Supply and demand rarely converge in the real estate market in Nigeria as there is a housing shortage where demand vastly outweighs supply; Nor does it help that house prices and inflation continue to rise at the same time. SmallSmall, for example, has more than 476,000 people registered on its platform since 2018. While 80,000 of that number are on its waiting list, the company has only served 1,500 people. “This shows the huge demand, relative to the supply, which is very little,” Balogun added.

Young founders (LR: Pidah Tnadah, Tunde Balogun, Naomi Olaghere).

To increase the supply pool and create options for customers, Smallsmall rebranded it from RentSmallSmall in July. The latter is now one of three product lines, including BuySmallSmall and StaySmallSmall.

small rent It allows users to rent housing and pay monthly. small small buy It identifies newly built properties by reputable developers that meet the company’s market demands: studio apartments, one-bedroom apartments, and two-bedroom apartments – and packages them as investment opportunities for young professionals looking to invest in real estate. When buying, these landlords turn to landlords and list their properties on RentSmallSmall so they can earn passive income when other users pay rent. StaySmallSmallOn the other hand, it allows users to reserve furnished bed spaces starting at $4 a night.
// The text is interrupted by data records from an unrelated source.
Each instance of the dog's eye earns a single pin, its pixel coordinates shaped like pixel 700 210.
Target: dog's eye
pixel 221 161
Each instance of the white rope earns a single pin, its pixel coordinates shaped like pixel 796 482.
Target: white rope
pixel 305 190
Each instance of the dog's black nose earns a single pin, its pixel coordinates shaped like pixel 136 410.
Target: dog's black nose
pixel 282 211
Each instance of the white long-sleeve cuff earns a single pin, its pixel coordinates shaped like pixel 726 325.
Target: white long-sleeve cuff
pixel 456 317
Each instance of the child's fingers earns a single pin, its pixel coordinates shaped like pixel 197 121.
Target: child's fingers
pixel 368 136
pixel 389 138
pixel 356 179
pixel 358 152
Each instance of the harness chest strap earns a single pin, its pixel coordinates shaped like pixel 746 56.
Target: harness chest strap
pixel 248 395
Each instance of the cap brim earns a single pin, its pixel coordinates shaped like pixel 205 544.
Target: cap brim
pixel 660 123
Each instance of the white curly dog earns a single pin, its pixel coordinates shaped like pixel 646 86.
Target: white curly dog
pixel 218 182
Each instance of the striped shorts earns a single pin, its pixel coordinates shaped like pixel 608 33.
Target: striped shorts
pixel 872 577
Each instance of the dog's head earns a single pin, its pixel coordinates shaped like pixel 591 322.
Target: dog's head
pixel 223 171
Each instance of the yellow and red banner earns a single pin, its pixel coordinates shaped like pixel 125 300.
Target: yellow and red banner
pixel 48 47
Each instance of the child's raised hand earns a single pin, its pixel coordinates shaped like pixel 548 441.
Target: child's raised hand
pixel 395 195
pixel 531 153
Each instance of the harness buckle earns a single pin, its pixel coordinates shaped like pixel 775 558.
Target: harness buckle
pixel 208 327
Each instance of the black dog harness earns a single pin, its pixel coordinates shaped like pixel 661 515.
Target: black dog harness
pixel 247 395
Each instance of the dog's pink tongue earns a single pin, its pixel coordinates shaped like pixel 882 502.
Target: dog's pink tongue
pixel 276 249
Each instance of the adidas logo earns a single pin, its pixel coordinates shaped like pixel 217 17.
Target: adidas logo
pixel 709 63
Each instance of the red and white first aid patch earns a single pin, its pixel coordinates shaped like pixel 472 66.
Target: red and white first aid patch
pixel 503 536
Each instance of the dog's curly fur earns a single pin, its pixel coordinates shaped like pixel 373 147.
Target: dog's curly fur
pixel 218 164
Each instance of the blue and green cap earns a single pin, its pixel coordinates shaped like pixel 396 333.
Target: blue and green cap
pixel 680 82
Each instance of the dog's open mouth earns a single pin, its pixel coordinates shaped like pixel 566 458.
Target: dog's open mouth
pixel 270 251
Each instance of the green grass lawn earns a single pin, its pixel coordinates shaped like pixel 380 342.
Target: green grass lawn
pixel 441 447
“Show was our bottleneck in a way, and we needed to be able to control the quality because many properties were in poor shape. We also wanted to provide a channel that could We encourage young people to own homes and invest in real estate by paying up to 20% down payment while we help them finance the remaining amount. This is one of the reasons why we are increasing debt financing.”
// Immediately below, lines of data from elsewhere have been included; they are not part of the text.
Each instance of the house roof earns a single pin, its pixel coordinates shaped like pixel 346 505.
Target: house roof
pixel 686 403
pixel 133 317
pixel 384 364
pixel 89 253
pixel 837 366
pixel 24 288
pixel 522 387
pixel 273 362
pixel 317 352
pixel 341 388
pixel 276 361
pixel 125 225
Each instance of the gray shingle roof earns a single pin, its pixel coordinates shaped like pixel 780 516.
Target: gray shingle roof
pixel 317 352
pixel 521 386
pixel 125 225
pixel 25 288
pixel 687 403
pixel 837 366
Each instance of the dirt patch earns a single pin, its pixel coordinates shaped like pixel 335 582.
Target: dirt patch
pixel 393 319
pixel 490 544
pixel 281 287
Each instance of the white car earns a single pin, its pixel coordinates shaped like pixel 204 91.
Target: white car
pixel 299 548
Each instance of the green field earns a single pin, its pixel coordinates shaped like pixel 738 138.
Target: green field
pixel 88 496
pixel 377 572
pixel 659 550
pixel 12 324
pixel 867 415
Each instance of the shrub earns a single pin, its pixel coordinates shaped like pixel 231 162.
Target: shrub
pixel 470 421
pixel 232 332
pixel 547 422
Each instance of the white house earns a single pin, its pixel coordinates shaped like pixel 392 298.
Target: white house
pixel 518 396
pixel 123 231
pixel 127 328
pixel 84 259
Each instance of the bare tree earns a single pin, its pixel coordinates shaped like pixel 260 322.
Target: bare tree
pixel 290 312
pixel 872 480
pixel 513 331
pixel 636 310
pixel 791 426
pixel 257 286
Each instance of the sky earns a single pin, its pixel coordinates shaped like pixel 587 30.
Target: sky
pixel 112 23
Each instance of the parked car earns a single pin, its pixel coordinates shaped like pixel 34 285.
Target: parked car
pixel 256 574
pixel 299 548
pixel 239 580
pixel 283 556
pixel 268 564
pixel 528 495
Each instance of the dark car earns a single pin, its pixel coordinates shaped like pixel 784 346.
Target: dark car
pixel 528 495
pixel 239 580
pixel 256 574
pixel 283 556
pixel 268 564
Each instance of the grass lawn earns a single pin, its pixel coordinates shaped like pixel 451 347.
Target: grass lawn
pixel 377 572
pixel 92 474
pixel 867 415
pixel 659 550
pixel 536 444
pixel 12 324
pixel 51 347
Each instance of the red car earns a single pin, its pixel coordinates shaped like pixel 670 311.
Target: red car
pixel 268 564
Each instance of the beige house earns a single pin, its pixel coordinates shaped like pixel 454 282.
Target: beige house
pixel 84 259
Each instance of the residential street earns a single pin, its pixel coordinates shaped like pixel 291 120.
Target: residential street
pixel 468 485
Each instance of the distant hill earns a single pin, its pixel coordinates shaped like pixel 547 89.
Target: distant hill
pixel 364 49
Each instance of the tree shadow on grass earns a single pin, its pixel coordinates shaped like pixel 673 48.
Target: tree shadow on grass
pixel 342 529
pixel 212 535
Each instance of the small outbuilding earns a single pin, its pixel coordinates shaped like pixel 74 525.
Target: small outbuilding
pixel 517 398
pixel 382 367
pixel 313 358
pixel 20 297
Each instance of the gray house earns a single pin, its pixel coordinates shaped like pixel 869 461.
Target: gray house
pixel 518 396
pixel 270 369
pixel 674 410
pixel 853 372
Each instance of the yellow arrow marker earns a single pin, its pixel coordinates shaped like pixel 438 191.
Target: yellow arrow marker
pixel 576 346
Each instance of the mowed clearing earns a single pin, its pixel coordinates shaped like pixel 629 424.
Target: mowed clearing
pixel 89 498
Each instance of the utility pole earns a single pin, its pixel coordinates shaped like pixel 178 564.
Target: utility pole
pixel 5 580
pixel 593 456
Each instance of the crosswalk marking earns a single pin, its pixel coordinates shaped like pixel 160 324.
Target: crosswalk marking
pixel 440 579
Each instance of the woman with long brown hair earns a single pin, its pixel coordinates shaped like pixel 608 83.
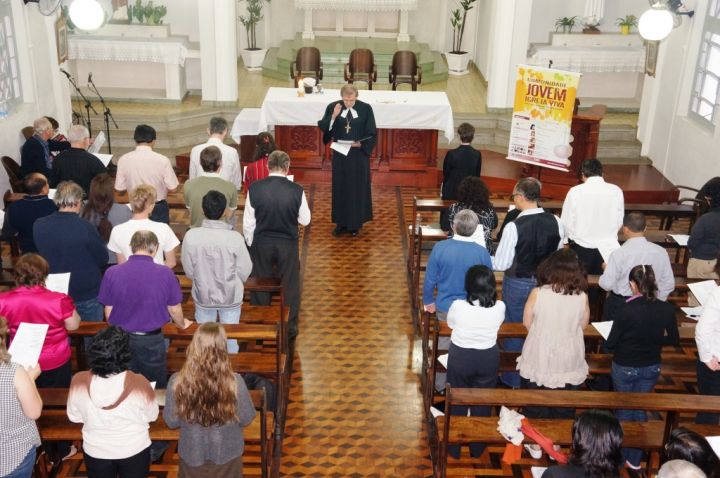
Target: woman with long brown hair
pixel 211 405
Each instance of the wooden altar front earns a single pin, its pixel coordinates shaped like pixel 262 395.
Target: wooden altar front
pixel 402 157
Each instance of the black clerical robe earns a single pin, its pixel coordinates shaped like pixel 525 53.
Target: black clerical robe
pixel 351 195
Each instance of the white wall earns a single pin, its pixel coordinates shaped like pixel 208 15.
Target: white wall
pixel 683 149
pixel 44 88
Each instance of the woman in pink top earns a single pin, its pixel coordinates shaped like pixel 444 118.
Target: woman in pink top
pixel 31 302
pixel 258 169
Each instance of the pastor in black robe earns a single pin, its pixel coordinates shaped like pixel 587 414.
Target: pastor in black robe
pixel 351 194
Share SmallSmall in Techstars Toronto Accelerator Program In 2021 it was the first African startup proptech to enter the program, receiving $120,000 as part of the pre-incorporation round. Sunil SharmaSpeaking of the investment, Techstars Managing Director said, “Techstars Toronto was proud to be an early investor in SmallSmall as we saw massive deficiencies in the experience tenants face when acquiring housing in Africa. With its versatile business model and early appeal, Techstars decided to make an investment later and join the latest financing round.”

The initial round welcomed the participation of other investors such as Oyster VC, Asymmetry Ventures, Vivaz and Niche Capital. Meanwhile, individual Angels such as Sean Artist from Chartpost, Adam Megji from Universe, Jimmy Koo from Flatwave, Samir Joel and Yimimo Abi from Isusu, Jason Ngoku from Iroko and Tond Kara from Vendez.

SmallSmall has processed over 25,000 monthly stays across Lagos and Abuja, which means a typical SmallSmall user stays an average of 17 months on the platform. proptech claims to have a less than 7% rent default rate, saving landlords over $1.5 million in damages and renters over $1.2 million in broker fees.

Having made more than $5 million in its first three years and turning a profit last year, SmallSmall wants to use this new investment to support its vision of “providing high-quality, flexible housing and financing solutions to willing homebuyers.” In addition, the startup will continue to build its technology and partnerships with owners, developers, property and asset managers, and other key stakeholders.

“When we look at housing fundamentals as a basic human need, it is not only when people are able to access homes but also home ownership,” the CEO added, noting that Nigeria has one of the lowest home ownership prevalence rates on the planet. world level. “Home ownership can improve the economic situation in one way or another because it generates passive income for people to meet other needs. So we want to play a role in that and help young people in their journey from renting to investing to finally buying real estate.”